One of the lesser-known origin stories started in a spare bedroom of the Los Altos home of OnQ’s founder and CEO, Paul Chapuis. By the early 2000’s, he’d spent more than a decade helping companies like Kodak, Procter & Gamble, Adobe and Logitech refine their presence in stores like Circuit City, Comp USA, Office Depot and Staples. Having always been on the brand side of the retail industry, his job was to ensure that his brand was represented well in-store. But he began to ask the question: rather than segment shelf space by manufacturer, wouldn’t the retailer deliver a better customer experience if they could present an assortment of similar products side-by-side for easier comparison? And with that, the concept of a “category display” was born.

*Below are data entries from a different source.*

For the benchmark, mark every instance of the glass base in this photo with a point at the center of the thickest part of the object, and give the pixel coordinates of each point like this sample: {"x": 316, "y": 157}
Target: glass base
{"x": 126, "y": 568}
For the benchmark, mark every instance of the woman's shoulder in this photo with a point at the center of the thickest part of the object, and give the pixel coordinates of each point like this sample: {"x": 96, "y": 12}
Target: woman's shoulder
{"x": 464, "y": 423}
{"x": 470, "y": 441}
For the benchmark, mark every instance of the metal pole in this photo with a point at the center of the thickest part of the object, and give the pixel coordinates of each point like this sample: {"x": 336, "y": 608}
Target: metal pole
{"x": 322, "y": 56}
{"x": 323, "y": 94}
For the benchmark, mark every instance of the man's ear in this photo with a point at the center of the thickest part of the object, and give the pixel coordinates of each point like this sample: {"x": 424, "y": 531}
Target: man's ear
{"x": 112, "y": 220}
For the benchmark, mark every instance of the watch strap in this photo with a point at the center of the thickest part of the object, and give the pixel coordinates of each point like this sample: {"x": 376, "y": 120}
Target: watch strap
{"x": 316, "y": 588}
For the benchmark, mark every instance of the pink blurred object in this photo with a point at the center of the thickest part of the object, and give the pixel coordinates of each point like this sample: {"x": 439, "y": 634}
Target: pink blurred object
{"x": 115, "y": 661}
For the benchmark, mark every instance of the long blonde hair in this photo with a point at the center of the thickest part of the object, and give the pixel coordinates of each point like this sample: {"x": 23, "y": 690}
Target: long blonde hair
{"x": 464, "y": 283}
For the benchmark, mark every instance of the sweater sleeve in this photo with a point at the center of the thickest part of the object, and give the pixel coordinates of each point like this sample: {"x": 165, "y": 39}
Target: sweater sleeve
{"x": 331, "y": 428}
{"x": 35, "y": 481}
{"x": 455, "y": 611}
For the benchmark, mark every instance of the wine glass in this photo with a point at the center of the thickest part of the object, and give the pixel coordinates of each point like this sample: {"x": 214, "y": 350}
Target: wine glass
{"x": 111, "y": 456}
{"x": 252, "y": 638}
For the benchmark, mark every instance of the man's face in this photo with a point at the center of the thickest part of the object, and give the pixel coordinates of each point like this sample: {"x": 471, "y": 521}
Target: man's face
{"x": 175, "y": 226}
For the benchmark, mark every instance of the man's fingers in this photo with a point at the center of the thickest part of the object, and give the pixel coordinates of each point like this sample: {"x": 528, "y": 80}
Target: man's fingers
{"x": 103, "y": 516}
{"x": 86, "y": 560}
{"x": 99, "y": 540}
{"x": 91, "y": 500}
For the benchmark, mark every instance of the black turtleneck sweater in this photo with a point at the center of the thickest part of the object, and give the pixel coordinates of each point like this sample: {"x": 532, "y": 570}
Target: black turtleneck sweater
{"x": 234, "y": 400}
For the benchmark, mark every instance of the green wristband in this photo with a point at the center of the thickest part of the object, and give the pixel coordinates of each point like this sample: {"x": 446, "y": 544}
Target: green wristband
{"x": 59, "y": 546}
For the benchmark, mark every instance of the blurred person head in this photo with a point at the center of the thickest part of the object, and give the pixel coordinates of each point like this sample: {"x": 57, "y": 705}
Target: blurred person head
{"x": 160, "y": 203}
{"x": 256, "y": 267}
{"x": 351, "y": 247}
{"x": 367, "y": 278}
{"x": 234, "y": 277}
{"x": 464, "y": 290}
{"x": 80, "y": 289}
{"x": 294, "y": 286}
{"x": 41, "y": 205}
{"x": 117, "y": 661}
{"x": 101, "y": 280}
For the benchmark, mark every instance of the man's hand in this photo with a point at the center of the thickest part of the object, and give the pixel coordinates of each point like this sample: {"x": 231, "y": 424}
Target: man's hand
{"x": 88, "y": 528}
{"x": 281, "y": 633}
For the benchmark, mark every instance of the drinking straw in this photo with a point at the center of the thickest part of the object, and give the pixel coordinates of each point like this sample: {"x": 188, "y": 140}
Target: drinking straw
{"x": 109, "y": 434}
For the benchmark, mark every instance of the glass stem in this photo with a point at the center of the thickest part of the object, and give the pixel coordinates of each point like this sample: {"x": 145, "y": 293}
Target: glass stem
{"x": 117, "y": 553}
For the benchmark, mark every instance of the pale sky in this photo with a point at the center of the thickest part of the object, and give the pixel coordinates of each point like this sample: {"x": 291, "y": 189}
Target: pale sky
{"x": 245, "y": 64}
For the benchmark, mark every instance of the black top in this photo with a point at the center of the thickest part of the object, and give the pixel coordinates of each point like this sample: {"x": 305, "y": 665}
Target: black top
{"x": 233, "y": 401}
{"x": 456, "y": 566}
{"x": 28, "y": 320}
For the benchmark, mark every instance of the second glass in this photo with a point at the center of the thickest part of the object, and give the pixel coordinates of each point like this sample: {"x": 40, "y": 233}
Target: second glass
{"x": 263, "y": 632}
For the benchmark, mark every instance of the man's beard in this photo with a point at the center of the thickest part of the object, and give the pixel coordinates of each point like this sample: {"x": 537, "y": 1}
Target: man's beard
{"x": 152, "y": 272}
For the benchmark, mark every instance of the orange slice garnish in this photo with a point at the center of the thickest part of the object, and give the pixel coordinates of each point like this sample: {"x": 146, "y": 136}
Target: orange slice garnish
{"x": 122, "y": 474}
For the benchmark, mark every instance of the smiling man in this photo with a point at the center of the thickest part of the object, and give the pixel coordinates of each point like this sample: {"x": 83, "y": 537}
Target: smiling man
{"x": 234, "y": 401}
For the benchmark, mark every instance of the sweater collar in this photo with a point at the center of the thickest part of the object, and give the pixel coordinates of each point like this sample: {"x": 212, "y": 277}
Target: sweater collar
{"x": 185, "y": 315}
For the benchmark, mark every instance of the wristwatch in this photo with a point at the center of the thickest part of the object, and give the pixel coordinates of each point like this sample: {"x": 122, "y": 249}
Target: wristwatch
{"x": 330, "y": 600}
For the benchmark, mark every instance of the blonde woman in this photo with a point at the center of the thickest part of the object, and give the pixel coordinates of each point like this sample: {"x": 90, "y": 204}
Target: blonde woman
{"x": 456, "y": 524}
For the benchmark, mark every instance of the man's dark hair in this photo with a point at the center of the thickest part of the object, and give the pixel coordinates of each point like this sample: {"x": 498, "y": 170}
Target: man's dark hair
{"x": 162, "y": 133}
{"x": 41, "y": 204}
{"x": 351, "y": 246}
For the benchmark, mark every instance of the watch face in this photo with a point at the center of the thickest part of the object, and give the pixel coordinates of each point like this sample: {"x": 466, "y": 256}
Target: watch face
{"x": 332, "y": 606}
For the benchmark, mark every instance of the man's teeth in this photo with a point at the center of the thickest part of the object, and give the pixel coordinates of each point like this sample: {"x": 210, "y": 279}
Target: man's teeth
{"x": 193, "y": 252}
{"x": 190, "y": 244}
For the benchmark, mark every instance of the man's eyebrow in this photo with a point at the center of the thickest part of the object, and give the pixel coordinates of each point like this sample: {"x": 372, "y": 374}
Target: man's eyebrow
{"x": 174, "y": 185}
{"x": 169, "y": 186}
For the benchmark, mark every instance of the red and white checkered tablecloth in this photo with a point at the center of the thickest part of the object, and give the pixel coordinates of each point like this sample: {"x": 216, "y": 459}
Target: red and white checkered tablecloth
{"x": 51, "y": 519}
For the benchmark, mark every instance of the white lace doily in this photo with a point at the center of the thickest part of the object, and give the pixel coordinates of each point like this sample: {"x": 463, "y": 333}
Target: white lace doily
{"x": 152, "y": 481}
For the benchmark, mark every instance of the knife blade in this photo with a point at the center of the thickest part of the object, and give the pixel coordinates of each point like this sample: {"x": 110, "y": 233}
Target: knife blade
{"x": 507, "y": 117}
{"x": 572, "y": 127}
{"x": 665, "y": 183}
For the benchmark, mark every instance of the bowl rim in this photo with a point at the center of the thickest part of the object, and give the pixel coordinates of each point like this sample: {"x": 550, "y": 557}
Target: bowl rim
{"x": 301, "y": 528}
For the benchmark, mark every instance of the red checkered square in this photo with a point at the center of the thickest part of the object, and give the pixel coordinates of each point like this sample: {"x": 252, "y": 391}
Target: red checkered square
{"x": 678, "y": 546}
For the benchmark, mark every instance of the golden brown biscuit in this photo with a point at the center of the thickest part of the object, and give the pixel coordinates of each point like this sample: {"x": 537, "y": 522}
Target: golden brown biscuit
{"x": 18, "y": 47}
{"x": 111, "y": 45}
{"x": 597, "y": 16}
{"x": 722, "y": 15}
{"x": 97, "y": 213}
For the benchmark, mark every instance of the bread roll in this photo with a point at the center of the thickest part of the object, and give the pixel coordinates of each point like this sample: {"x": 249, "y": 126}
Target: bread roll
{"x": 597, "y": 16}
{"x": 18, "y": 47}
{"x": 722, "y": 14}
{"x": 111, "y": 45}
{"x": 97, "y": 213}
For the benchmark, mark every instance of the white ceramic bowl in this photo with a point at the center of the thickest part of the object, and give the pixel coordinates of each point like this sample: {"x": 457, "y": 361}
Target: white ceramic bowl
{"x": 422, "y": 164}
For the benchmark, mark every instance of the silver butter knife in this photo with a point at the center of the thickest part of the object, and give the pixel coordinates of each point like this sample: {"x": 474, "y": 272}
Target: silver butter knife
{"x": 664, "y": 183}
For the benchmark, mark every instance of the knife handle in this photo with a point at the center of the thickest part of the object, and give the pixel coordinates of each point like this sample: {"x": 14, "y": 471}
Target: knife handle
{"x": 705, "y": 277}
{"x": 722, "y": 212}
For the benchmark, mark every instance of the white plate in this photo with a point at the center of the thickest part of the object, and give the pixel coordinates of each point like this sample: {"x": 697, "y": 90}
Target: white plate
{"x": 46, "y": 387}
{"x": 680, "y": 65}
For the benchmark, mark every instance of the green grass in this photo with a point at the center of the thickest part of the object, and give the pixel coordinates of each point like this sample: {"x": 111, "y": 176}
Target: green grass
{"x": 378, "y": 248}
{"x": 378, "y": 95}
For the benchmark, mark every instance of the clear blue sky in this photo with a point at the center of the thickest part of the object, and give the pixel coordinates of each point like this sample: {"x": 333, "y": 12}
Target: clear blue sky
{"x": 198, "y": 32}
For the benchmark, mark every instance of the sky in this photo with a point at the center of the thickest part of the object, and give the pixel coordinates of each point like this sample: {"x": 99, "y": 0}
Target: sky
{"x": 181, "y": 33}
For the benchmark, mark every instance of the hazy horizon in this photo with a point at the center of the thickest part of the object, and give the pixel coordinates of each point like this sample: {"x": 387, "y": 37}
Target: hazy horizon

“Brands are extremely protective of their shelf space at retail, so it took some convincing to bring competing brands together and agree to have their products displayed side-by-side,” said Chapuis. “But as the saying goes, a rising tide lifts all boats, and eventually a number of our earliest brand partners bought into the idea that delivering a better, more convenient shopping experience would benefit them all.”
One of OnQ’s earliest category displays featured keyboards and mice. And as strange as it may seem today, nearly two decades ago these were some of the hottest-selling products in office supply stores. Customers needed help making educated purchasing decisions, and presenting similar products next to each other made the process infinitely easier.
Category displays also play an important role in customer adoption of emerging product categories. Next time you’re in a major retailer shopping for technology products, take a look around. You’re likely to see category displays featuring health tech, smart home, pet tech and other newer product categories. Category displays are especially helpful for customers who want to compare complex feature sets and understand how an unfamiliar product will benefit them.
And while OnQ’s early days were rooted in category displays, the company has since expanded into a number of adjacent retail display categories. Ironically a good amount of the company’s business now comes from branded displays. But to this day, category displays remain a key part of OnQ’s offering.